Communicate Early and Often
A concentration of community services in a specific area might spur local opposition to siting a facility. Be aware that the community may already feel burdened and not want another social service. Be sensitive to their concerns and seek to engage them in a constructive dialogue about how to mitigate these issues — before — identifying a location. Talk to people who represent the entirety of your local community. For example, include law enforcement, elected officials, business leaders, public health, medical community, people who inject drugs, individuals in recovery, the faith community, and families and friends of individuals with substance use disorders in any outreach efforts. Look for individual leaders in these sectors of the community first, try to gain their support and in turn they can be a trusted advocate for you. The Harm Reduction Action Center in Colorado may provide useful informatoin for communities facing opposition to siting syringe services programs.
Location, Location, Location
Find a location where people will feel comfortable going. A community clinic in one at risk county is in a prime location, however, since it is near a police station, there is a concern that people who inject drugs may not feel comfortable going to that facility. Again, talking to individuals who inject drugs or who are in recovery will help identify potential issues. People in rural areas may be particularly concerned with anonymity. Be cognizant of the facility’s entry point, is there a more discreet entrance where people can feel some privacy when they enter or exit. Alternatively, they may want to enter through the front door of a facility and mix in with other visitors to the facility. Explore assorted options such as mobile vans, co-locating with another facility, or providing needles through individual outreach workers.

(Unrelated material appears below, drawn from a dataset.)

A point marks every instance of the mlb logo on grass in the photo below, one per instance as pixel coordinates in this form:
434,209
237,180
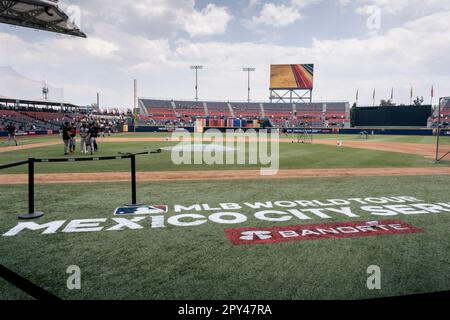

Identify Potential Siting Challenges.
Before identifying a location, understand your local zoning ordinances, or consult with a local land use attorney. Some ordinances may preclude the siting of such a facility or may have restrictions on parking or hours. If you are seeking to establish a mobile unit, find out if the van can go to the same location every week at a set time. Knowing the answers to siting questions can help keep concerns from growing into full-blown opposition. Building support with local faith communities and law enforcement may help overcome concerns about syringe services programs. In fact, they may be your strongest allies. In addition, information about the public benefit of syringe services, to include a reduction in needle stick injuries, infectious diseases, and overdose deaths has been used in some communities facing zoning restrictions.
Identify Other Community Services
Syringe services program refer people to services such as drug treatment, birth control, enrollment in health care, housing referrals and other health care services. Before deciding on a location, determine whether these services exist in the area. To find local treatment availability, see SAMHSA ‘s treatment locator.
Some state laws require extensive record keeping to track the number of syringes that are distributed, the number of clients in the programs, etc. State law may also require that reports be provided to local governments or to the community. Determine up front how these data will be tracked, whether they will be shared and how to ensure confidentiality for participants.